ELL upgraded: here is what you are thinking about. Here is the frame for your partner conversation. When you share with the class, begin with — My partner and I discussed ___ and we noticed that ___. Or — My partner said ___ and I agreed because ___. Or — My partner said ___ and I had a different idea because ___.
The share sentence moves students from repeating what they already said to paraphrasing, synthesizing, and using reporting language. That is a completely different linguistic demand — and one of the most important for academic language development.
3. Numbered Heads Together
A Kagan cooperative learning structure that solves the accountability problem in group discussion.
How it works: students are in groups of four, each with a number. You pose a question. The group discusses and makes sure everyone understands the answer and is ready to share. You call a number — and every student with that number reports out for their group.

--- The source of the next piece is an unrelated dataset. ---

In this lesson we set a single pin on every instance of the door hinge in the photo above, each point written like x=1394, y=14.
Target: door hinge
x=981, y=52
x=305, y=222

Why it works for ELL students: nobody is cold-called. The group discussion prepares every student to share confidently. The sentence frame provides the language for sharing. And because every student must be ready, every student stays accountable and engaged — no disappearing behind a higher-level partner.
4. Academic Conversation Cards
This activity shifts speaking from answering questions to genuinely engaging with another person’s ideas — which is the most commonly overlooked language function in ELL classrooms.
Each card gives students a talk move and a sentence starter. I want to add on to what you said — I think ___. I respectfully disagree because ___. Can you explain what you meant by ___? What evidence supports your idea?
Students are each given a hand of cards and must use all of them during a discussion. The goal is to use every card by the end of the conversation.
This builds the language moves that show up on academic tasks and assessments but are rarely explicitly practiced — evaluating, questioning, building on, respectfully disagreeing. These are skills every student needs. Making them visible through cards makes them low-stakes and learnable.
5. The 5-Minute Daily Speaking Routine
Not a specific activity — a daily structure that produces more language growth than any single elaborate activity could.
A picture prompt on the board. A sentence frame. Thirty seconds of whisper time. Sixty seconds of partner talk. One or two pairs share out. Five minutes. Every session. Every group.
Why the routine matters more than the content: when speaking practice is daily and predictable, it becomes safe. The affective filter drops. Risk-taking increases. And because students are using academic language every single day in a low-stakes context, that language begins to internalize.
Members of Equipping ELLs consistently report the daily speaking routine as the single highest driver of language growth — not because any individual prompt was transformative, but because the consistency compounded over time.
Routine beats variety for language acquisition. Build the routine first. Add variety within it over time.
What a Mixed-Level Lesson Looks Like
You start with the five-minute picture prompt routine — same prompt for everyone, tiered frames by level, oral and written output based on stage. In the middle of the lesson, sentence frame partner talk as a processing break with two levels of frame. At the end, numbered heads to check understanding with a share-out frame that lets every level participate.
Twelve to fifteen minutes of structured speaking in a forty-five minute lesson. Not extra time — built into the instruction itself.